Avez vous passé un Gastroscopie afin de déterminer si vous n’avez pas une gastrite chronique antrale et fundique évolutive modérée à sévère à Helicobacter pylory ( Bactéries) qui pour ma par à été décelé alors que je présentait les mêmes symptômes que vous depuis très longtemps. Traitement sous antibiotiques assez long.

Peut on souffrir d arthrite rumatoide et de fibromialgie en même temps j’ai un peu lit sur le sujet et retrouve les symptômes des deux maladie les médecin sont indécis de mon cas un dit arthrite l’autre fibromialgie et personne à de solution.

Oui, c’est possible.

Bonjour Madame, Après deux chirurgies due à une endométriose, mon amie vient d’être diagnostisé d’une hépatite auto-immune. Les médecins lui ont prescrits des cortisones mais aucun régime alimentaire. Que lui conseillerez vous dans ce cas. Merci pour votre réponse.

vous avez deja écrit une alternative a la syntroide j aimerais savoir c est quoi?

Supplément naturel appelé Pinnacle (thyroid complex de marque LifeGive) fabriqué exclusivement pour l’Institut Hippocrates et qui contrôle mieux mon hypothyroïdie que le produit naturel que j’utilisais antérieurement, étant intolérante au Synthroid.

Bonjour Madame, Pensez vous que je puisse utiliser votre livre pour ma fille qui a une arthrite chronique juvénile depuis ses 1 an 1/2 et qui a 11 ans actuellement? Elle est en phase de diminution de méthotrexate (arrêt prévu dans 3 mois). Merci.

Oui et chercher témoignages sur le sujet.

Bonjour j ai la maladie de still depuis l age de 16ans, j ai eu une rémission totale de 20ans a 28ans et tout a recommencer a noel, j étais presque entièrement paralysée. J ai refusé le methotrexate que le rumatho me proposait et j ai commencé le régime seignalet le 1er février. 15 jours après j ai arrêté la cortisone et depuiS je n ai complètement plus rien. C est juste incroyable! Le rumatho m avait pourtant dit c est soit le traitement soit le fauteuil roulant…

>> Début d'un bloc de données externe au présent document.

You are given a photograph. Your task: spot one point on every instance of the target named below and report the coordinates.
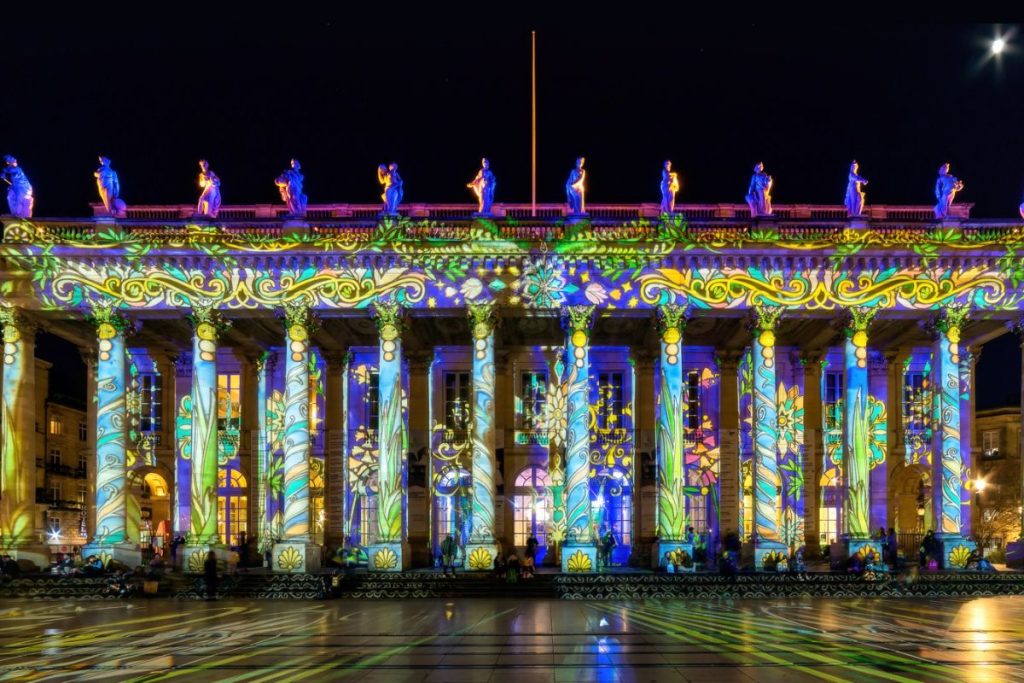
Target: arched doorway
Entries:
(531, 508)
(232, 505)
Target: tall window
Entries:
(532, 411)
(368, 520)
(371, 403)
(531, 506)
(228, 406)
(609, 413)
(990, 443)
(458, 406)
(232, 508)
(151, 396)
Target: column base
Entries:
(662, 551)
(1015, 554)
(773, 551)
(844, 549)
(389, 557)
(296, 557)
(480, 556)
(39, 555)
(579, 559)
(193, 557)
(953, 551)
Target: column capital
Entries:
(578, 318)
(482, 318)
(949, 322)
(858, 318)
(672, 316)
(764, 317)
(108, 321)
(299, 318)
(389, 316)
(208, 322)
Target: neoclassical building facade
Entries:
(381, 383)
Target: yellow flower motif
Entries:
(197, 561)
(480, 559)
(957, 557)
(385, 559)
(580, 561)
(290, 560)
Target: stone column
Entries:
(480, 550)
(672, 475)
(19, 536)
(946, 484)
(296, 552)
(1015, 550)
(813, 450)
(765, 435)
(334, 456)
(391, 552)
(728, 439)
(112, 538)
(856, 451)
(579, 551)
(208, 325)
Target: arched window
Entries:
(531, 507)
(232, 505)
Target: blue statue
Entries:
(759, 194)
(290, 184)
(19, 197)
(670, 185)
(945, 189)
(574, 189)
(854, 194)
(388, 176)
(209, 201)
(483, 186)
(110, 188)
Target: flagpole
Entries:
(532, 71)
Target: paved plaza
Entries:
(514, 640)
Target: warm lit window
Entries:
(990, 443)
(228, 407)
(531, 505)
(458, 407)
(151, 394)
(232, 508)
(532, 409)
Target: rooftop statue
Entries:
(19, 197)
(946, 187)
(109, 186)
(759, 194)
(209, 201)
(574, 189)
(483, 186)
(670, 185)
(388, 176)
(854, 194)
(290, 184)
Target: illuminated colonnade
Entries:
(753, 442)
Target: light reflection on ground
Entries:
(517, 641)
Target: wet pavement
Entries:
(519, 641)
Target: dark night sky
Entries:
(344, 93)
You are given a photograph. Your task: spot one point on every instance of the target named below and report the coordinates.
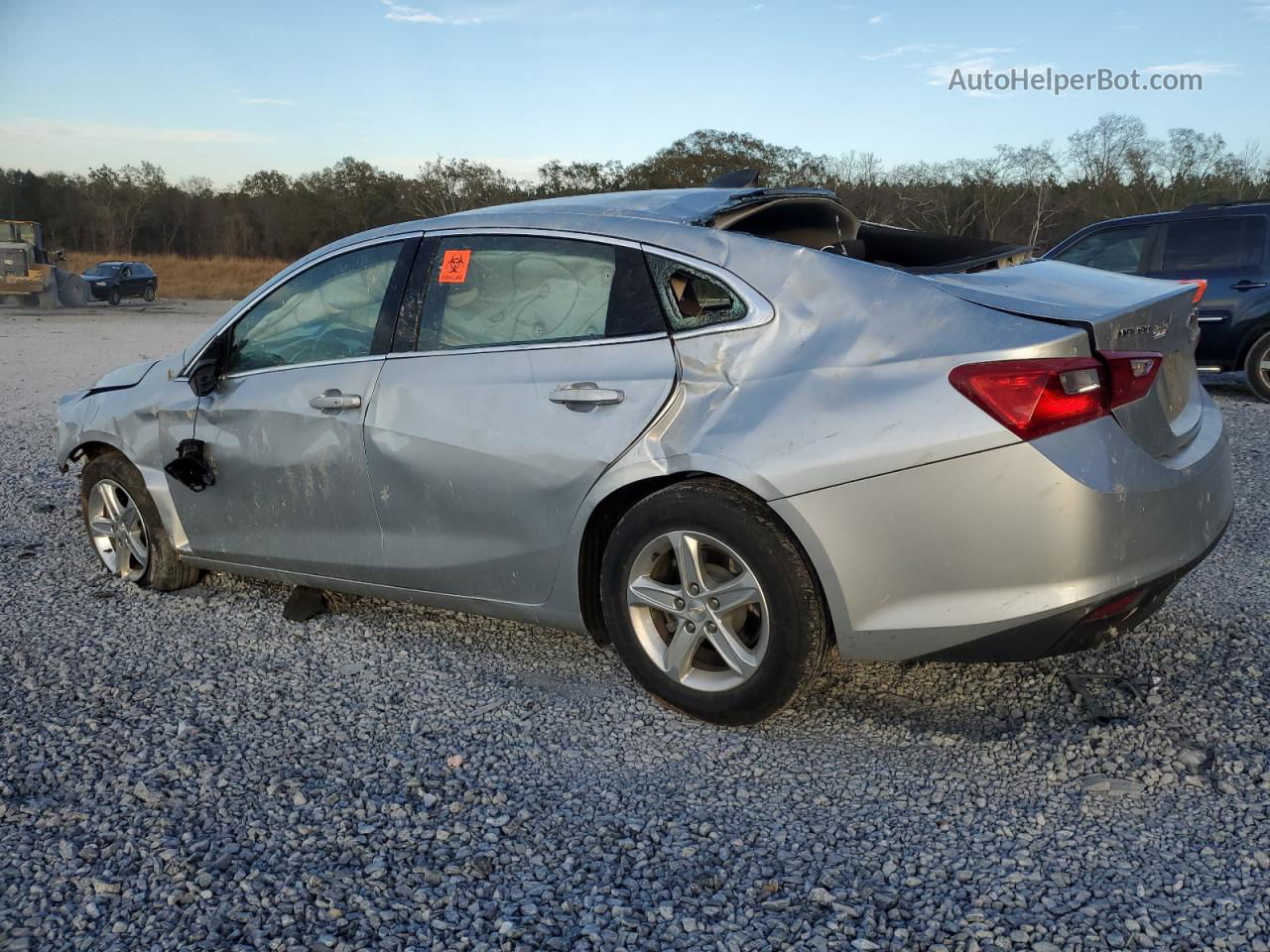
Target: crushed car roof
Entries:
(683, 206)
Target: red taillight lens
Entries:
(1201, 287)
(1132, 375)
(1034, 398)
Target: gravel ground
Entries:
(194, 772)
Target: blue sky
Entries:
(223, 89)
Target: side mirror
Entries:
(206, 372)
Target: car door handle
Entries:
(334, 402)
(587, 393)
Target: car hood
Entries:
(123, 377)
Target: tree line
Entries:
(1033, 194)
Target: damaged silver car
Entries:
(725, 428)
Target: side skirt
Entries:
(511, 611)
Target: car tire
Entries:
(762, 653)
(116, 504)
(1257, 367)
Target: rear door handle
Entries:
(333, 402)
(587, 393)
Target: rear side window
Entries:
(495, 290)
(1214, 243)
(1111, 250)
(694, 298)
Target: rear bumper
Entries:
(1001, 555)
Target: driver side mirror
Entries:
(206, 373)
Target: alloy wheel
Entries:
(698, 611)
(118, 531)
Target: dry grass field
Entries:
(216, 278)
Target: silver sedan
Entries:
(726, 429)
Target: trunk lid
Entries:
(1120, 312)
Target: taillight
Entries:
(1201, 287)
(1132, 375)
(1039, 397)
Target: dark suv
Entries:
(114, 281)
(1223, 244)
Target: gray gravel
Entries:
(194, 772)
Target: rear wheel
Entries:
(711, 604)
(125, 527)
(1257, 367)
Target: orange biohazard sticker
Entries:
(453, 267)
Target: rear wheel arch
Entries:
(610, 511)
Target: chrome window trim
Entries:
(758, 308)
(527, 345)
(535, 232)
(299, 366)
(245, 306)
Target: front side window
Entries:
(1111, 250)
(1213, 243)
(495, 290)
(326, 312)
(694, 298)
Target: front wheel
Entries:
(125, 527)
(711, 603)
(1257, 367)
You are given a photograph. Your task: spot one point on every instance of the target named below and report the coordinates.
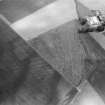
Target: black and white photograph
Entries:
(52, 52)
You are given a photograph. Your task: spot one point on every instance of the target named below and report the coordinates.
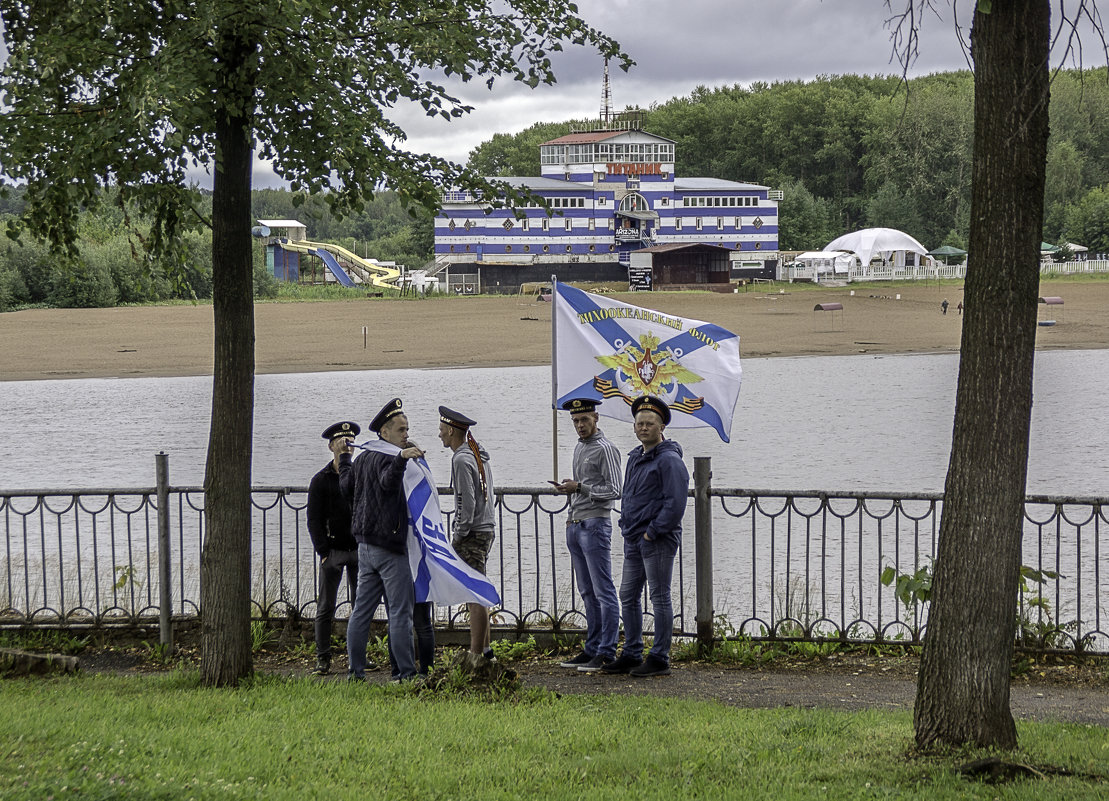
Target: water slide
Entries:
(379, 275)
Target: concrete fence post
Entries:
(702, 526)
(165, 596)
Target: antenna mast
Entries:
(606, 98)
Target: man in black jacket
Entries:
(329, 527)
(374, 485)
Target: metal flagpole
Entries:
(555, 302)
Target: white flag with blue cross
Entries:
(614, 352)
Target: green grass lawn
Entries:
(165, 737)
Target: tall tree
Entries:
(963, 693)
(136, 94)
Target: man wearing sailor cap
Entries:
(329, 527)
(654, 495)
(474, 524)
(593, 493)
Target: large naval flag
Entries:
(614, 352)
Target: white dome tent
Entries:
(888, 244)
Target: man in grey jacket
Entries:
(474, 524)
(593, 492)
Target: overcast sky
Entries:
(680, 44)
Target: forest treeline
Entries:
(846, 151)
(111, 267)
(851, 152)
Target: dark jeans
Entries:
(425, 639)
(650, 563)
(590, 546)
(331, 577)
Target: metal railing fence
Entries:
(765, 564)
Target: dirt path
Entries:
(502, 331)
(1065, 690)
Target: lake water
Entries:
(832, 423)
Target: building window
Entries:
(634, 202)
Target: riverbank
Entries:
(508, 331)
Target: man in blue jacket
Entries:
(654, 492)
(374, 485)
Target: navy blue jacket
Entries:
(374, 486)
(654, 493)
(328, 514)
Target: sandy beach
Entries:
(507, 331)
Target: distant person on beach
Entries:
(475, 525)
(374, 485)
(593, 493)
(653, 503)
(329, 527)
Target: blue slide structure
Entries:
(333, 264)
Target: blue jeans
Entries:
(425, 638)
(383, 571)
(331, 577)
(652, 563)
(590, 546)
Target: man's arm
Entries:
(467, 487)
(317, 516)
(609, 485)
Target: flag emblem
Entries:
(692, 365)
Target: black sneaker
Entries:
(580, 659)
(622, 665)
(653, 666)
(594, 665)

Hello, unfortunately, my french is a bit « rustique » for me to express myselsef properly. Hopefully, you will be able to understand my concerns and give some words of advice. I have been suffering from cervical osteoarthritis for many years now. I have been taking anti-inflamatories for the same amount of years. My doctor is now advising me not to take this medication any more. She has been prescribing drugs like Lyrica which give me some nasty side effects. I am at a point where I don’t know where to turn anymore. After three months not taking my anti inflamatory, I started again because I could not live with the pain 24/7. On many occassions, I wake up in the middle of the night with a terrible migrane which sometimes lasts all day long. I need to find a natural way to fight this condition because I know and it worries me that a I am taking all these medication for inflamation and pain for such a long time. If you think that the diet you recommend will really help me, I am willing to try it. Thank you.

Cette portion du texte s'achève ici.